Если быть конкретнее, речь идет о народе эвенков. Сказки Ники Батхен являются попыткой (весьма успешной, на мой взгляд) передать особенности быта, как бы не выходя из плоскости духа. И действительно: о чем бы ни шла речь, читателя не покидает ощущение некой этической высоты. Современный человек привык считать себя частью культурного пространства, отделяя себя от «варварского» налета земли, которой практически не касается. Но сквозь ледяную прослойку древних мифов наглядно видно, сколько в сказочных «варварах» нежности, благодарности, достоинства и взаимоуважения. Собственно, фабула сказок проста, как речь, и сложна, как письменность: вот «оленный» пастух Учур бросает черноглазую Чодуру и отправляется искать смысл жизни; вот маленькая Ингилана слепого брата от смерти спасает, сбегая в лес; вот почерневшая от горя мать отправляется на зеленые луга Казарки-Хозяйки искать душу своего малыша; вот несчастные влюбленные лишь на минуту обретают счастье — и рождаются заново; а вот гордая Мэнгунари, сожженная собственной гордыней, обращается росомахой.
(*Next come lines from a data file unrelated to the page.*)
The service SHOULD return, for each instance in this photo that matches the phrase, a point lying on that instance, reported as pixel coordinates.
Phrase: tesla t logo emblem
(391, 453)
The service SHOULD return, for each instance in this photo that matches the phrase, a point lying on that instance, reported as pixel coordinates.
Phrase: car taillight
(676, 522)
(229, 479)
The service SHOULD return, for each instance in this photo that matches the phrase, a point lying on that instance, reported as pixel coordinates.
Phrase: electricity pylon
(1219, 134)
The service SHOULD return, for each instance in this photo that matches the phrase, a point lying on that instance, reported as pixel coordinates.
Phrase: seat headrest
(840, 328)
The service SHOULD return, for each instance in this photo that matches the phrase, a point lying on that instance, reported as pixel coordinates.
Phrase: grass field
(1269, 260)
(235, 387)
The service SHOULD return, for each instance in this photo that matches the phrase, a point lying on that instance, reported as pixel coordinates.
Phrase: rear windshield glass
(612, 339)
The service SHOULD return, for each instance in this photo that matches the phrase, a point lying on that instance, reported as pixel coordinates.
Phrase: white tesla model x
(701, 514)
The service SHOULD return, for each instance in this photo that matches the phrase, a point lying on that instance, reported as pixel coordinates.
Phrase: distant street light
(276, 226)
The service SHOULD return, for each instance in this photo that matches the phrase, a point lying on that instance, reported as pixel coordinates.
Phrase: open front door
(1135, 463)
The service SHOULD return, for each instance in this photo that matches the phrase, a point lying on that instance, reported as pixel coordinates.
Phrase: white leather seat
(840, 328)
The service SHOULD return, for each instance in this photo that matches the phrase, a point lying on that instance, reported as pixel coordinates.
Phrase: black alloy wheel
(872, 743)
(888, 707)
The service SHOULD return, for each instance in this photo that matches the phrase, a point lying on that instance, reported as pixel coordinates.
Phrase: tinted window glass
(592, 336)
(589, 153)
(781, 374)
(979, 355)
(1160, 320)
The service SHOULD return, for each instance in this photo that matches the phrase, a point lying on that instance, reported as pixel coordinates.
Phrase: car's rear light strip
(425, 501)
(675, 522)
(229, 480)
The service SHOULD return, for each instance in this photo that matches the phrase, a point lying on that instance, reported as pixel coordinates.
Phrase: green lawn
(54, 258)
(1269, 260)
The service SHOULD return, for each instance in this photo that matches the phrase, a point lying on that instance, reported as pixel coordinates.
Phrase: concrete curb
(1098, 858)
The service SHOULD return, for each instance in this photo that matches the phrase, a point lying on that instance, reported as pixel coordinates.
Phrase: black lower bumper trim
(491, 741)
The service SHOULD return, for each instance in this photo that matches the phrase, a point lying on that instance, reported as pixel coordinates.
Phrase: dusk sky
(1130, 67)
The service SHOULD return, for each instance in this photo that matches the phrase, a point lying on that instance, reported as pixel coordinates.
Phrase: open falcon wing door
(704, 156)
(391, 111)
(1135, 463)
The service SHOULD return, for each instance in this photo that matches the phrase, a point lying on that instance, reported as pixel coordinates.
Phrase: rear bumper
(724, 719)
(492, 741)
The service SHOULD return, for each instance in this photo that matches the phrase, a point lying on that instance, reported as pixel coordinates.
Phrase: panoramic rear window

Все типажи, как предписано жанром, ищущие, метущиеся, изменяющиеся и абсолютно вечные. Даже те, которые метафорически одеты в звериные шкуры и птичьи перья. Их объединяет одно: Север. Читай — вечные для нашего самосознания Хлад и Глад.

 

Страшен Север

 

Пожалуй, именно суггестивность — наиболее значимый для меня фактор. Более того: то, что порой в искаженном значении воспринимается как пустое забалтывание, искусственное наложение смыслов, мне видится главной толщей этого «льда». Причем, «лед» может быть любого характера, сейчас я даже не о сказках, тем более конкретно рассматриваемых. Все неуловимое, все зеркально верное, все этически наиболее ясное — лед.

Зима суггестивна по своей сути. Метель всегда влезет за шиворот, мороз ударит по обеим щекам, лед так или иначе станет частью глазного яблока, если ты живешь среди бесконечной зимы. Нет, зима естественно конечна даже в Тайге («Пели для них степные птахи, стелились под ноги мягкие мхи, улыбалось нежаркое солнце — и двигалось вниз, к горизонту»), но мне кажется крайне важным вот что.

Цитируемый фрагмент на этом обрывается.